Siedmiu członków komisji konkursowej miało jednogłośnie wskazać na kandydaturę szefa struktur powiatowych Prawa i Sprawiedliwości.
Jak mówił gość Radia Opole, chodzi o to, by placówka miała dobrego managera. Sytuacja szpitala - tu cytat z Andrzeja Kruczkiewicza - "nie jest super, ale ma on świetnych fachowców i bez drastycznych ruchów w ciągu dwóch lat można jej finanse doprowadzić do równowagi".

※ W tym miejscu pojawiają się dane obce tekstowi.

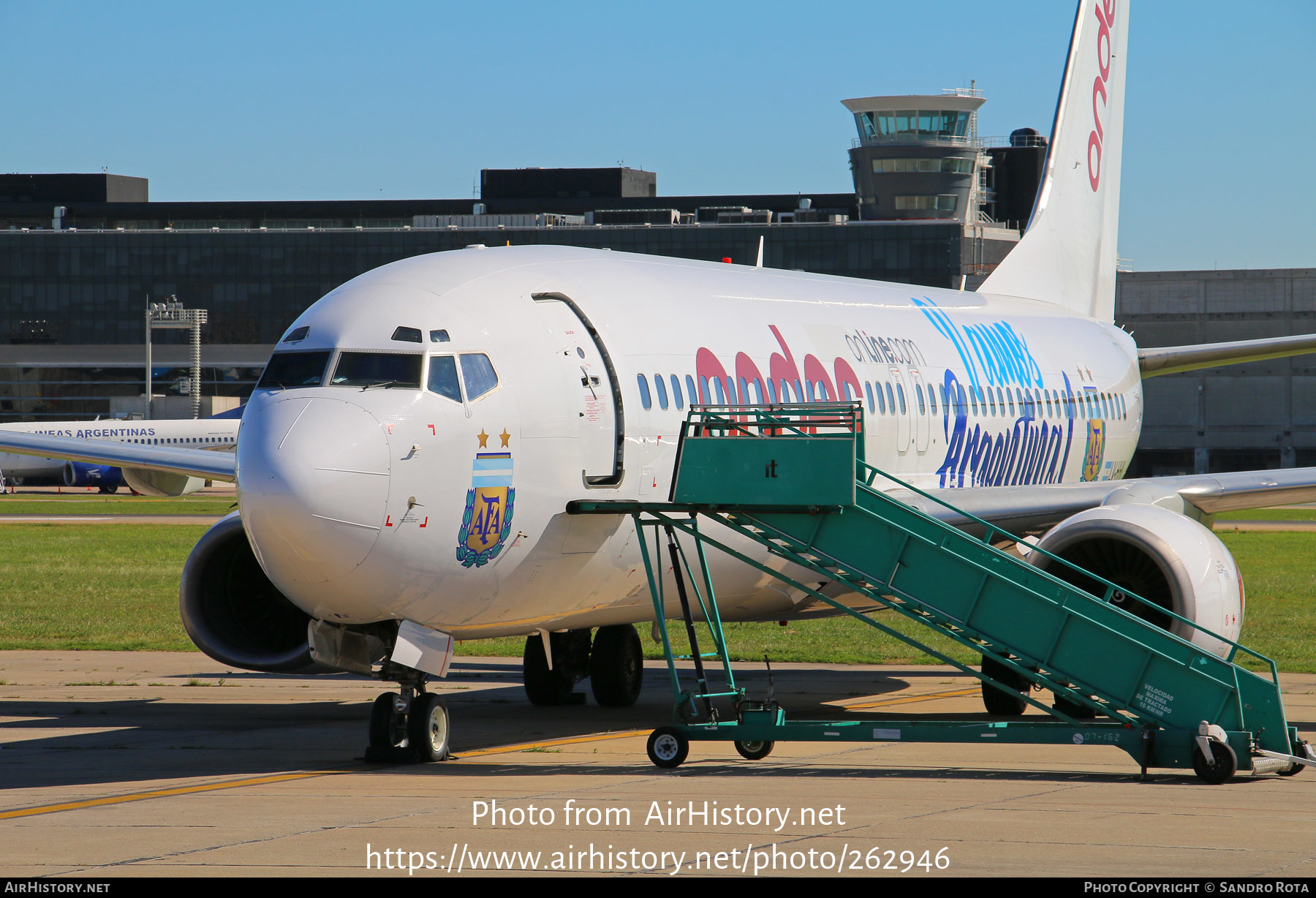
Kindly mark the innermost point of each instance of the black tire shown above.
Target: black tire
(1301, 751)
(1222, 766)
(544, 687)
(755, 751)
(1005, 703)
(427, 727)
(386, 727)
(668, 747)
(1074, 709)
(616, 666)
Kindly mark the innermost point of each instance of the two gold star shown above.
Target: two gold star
(504, 436)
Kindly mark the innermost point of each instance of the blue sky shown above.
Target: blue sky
(342, 100)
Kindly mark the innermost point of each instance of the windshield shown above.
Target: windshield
(378, 369)
(291, 370)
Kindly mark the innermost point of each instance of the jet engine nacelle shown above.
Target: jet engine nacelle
(78, 473)
(1161, 556)
(232, 610)
(161, 483)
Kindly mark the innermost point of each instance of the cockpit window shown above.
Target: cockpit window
(291, 370)
(378, 370)
(442, 377)
(480, 376)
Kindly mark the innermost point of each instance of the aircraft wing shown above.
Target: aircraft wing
(1032, 508)
(210, 464)
(1171, 360)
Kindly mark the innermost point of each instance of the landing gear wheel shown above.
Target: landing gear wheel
(616, 666)
(427, 727)
(387, 727)
(668, 747)
(1301, 751)
(1074, 709)
(1222, 766)
(544, 687)
(755, 751)
(1005, 703)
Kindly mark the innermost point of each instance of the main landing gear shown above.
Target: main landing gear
(613, 664)
(409, 725)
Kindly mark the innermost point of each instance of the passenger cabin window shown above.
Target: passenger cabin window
(442, 377)
(291, 370)
(480, 376)
(378, 370)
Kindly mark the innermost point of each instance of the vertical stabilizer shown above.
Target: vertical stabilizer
(1067, 253)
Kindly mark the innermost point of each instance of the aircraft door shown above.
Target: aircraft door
(901, 410)
(594, 389)
(921, 412)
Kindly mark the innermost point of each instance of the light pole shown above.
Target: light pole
(171, 315)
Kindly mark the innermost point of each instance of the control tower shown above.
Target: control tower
(919, 157)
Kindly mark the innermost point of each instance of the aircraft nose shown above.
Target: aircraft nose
(312, 485)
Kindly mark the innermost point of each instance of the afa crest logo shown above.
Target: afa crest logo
(1095, 449)
(487, 519)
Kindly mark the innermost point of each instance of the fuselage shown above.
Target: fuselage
(436, 415)
(204, 434)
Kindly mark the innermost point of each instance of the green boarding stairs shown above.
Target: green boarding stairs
(793, 478)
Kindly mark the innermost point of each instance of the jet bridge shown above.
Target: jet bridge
(794, 480)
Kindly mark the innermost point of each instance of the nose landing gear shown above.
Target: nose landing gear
(409, 726)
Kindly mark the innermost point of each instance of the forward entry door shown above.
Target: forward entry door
(587, 368)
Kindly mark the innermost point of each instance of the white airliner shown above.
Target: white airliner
(408, 455)
(212, 434)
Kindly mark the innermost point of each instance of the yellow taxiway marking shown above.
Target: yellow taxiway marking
(553, 743)
(162, 793)
(907, 700)
(290, 777)
(480, 752)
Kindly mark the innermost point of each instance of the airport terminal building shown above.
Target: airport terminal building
(934, 203)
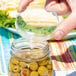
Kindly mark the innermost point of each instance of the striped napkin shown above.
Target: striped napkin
(63, 53)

- Wczoraj odebraliśmy sprawozdanie i dyrektor obecny [Jerzy] Hajduga już przedstawił jakiś tam lekki promyczek, że bez zwolnień i bez redukcji oddziałów, wykonując tylko pewne czynności, można by te 2 miliony zł gdzieś tam znaleźć - mówi Andrzej Kruczkiewicz.
Jak wskazywał nyski starosta, niewątpliwym atutem Artura Kamińskiego w nowym miejscu pracy będzie jego bardzo dobre przygotowanie managerskie.
W ocenie szefa powiatu byłoby też dobrze, gdyby obecny dyrektor ds. medycznych szpitala dr Marek Szymkowicz nadal pełnił funkcje, bo - jak dodał - to znakomity fachowiec. Pełniący obowiązki dyrektora szpitala powiatowego w Nysie Jerzy Hajduga jako m.in. specjalista od przetargów także ma pozostać w kadrze szpitala powiatowego.
Stanowiska dyrektora szpitala w Nysie Artur Kamiński nie obejmie od razu. Do sprecyzowania zostały jeszcze warunki i termin zatrudnienia.